Archive for June 5th, 2010

Geological and Archaeological Park at Timna

June 5th, 2010

Cambrian sandstone exposures at Timna Park, southern Israel.

MITZPE RAMON, ISRAEL — Our last stop on our shabbat trip today was at Timna Park north of Eilat, Israel.  Here we saw a combination of geology and archaeology.  The porous sandstones exposed in the cliffs have been mineralized along fault and joint planes by a green copper ore.  The world’s oldest underground copper mines, dating back 6000 years, are here, along with hundreds of more “modern” mines hand-dug by Egyptians between the 14th and 12th centuries BCE.  The sandstone itself is rich with geological information, including cross-bedding, channels, and a very prominent honeycomb weathering.

Micah Risacher and Andrew Retzler at Timna Park.

Micah and Andrew are well protected in this complicated part of the world!
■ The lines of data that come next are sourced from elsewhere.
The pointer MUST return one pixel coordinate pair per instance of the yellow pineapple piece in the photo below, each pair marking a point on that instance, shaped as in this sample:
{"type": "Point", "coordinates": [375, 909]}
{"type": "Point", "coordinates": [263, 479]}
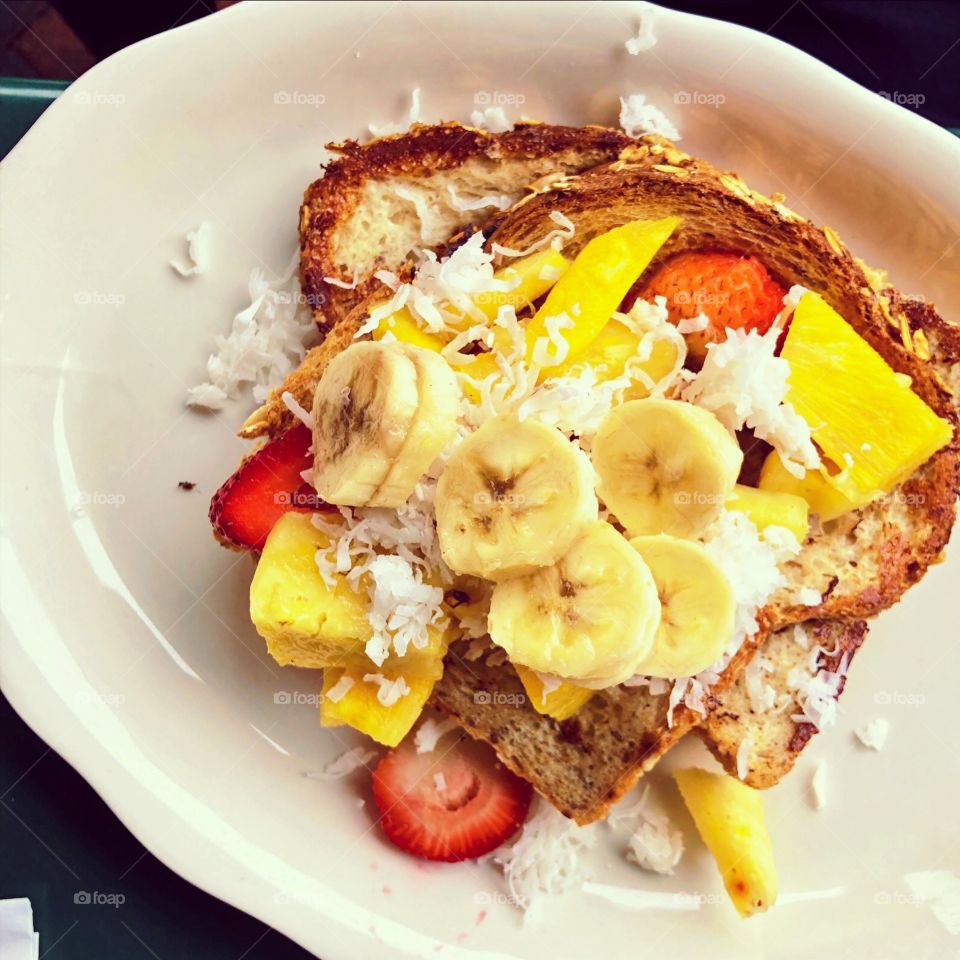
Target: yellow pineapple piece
{"type": "Point", "coordinates": [862, 414]}
{"type": "Point", "coordinates": [561, 703]}
{"type": "Point", "coordinates": [825, 500]}
{"type": "Point", "coordinates": [361, 709]}
{"type": "Point", "coordinates": [597, 281]}
{"type": "Point", "coordinates": [729, 818]}
{"type": "Point", "coordinates": [406, 329]}
{"type": "Point", "coordinates": [534, 276]}
{"type": "Point", "coordinates": [769, 508]}
{"type": "Point", "coordinates": [307, 623]}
No worries.

Blogger’s note: We have only limited internet access on this trip, so we may not be answering our personal email very often.  I send these posts in pre-written bursts when we get some internet time.

Boundaries

June 5th, 2010

MITZPE RAMON, ISRAEL — Wooster geologists this summer have been working hard with boundaries of the geological kind: horizontal surfaces in rock sequences that mark dramatic events in Earth history.  Our favorite has been the Cretaceous-Tertiary boundary, but we are also concerned with the boundaries between rock units such as formations and members.  In fact, we only know where we are in the geological record when we find a boundary and position ourselves above or below it.

Today we met a different kind of boundary, one as dramatic as we’ve seen in rock in its own way.  Pictured below is the Israel-Egypt border north of the Israeli city of Eilat.  It certainly gives us direct information on our position in the political world.

The border between Egypt (on the left) and Israel (on the right) looking north from just north of Eilat, Israel.

Our field group at the Egypt-Israel border, with an Egyptian border post in the background.

A very lonely (and friendly) Egyptian border guard.

Visiting the modern version of our ancient world

June 5th, 2010

MITZPE RAMON, ISRAEL — Every shabbat in Israel (Friday sundown to Saturday sundown) we cease geological work and take a break.  Our first shabbat on this trip started with a wonderful dinner at the home of our hosts Yoav and Noa Avni, and then on Saturday morning we drove to the city of Eilat on the Red Sea coast which touches the southern tip of Israel.  Our goal was to visit the Underwater Observatory Marine Park to see the modern equivalents of our fossil animals and sediments.

Shoreline of Eilat, Israel, from the Underwater Observatory tower. A fringing reef can be seen just offshore.

We saw plenty of sharks in a large glass-walled tank, and then countless examples of marine life in aquaria and through the windows of a glass-and-steel structure planted about thirty feet down into a living coral reef.  It all helps give us context for our reconstructions of Cretaceous marine ecology, and we also had much fun studying the fascinating and beautiful living animals before us.

Top section of the Underwater Observatory in Eilat.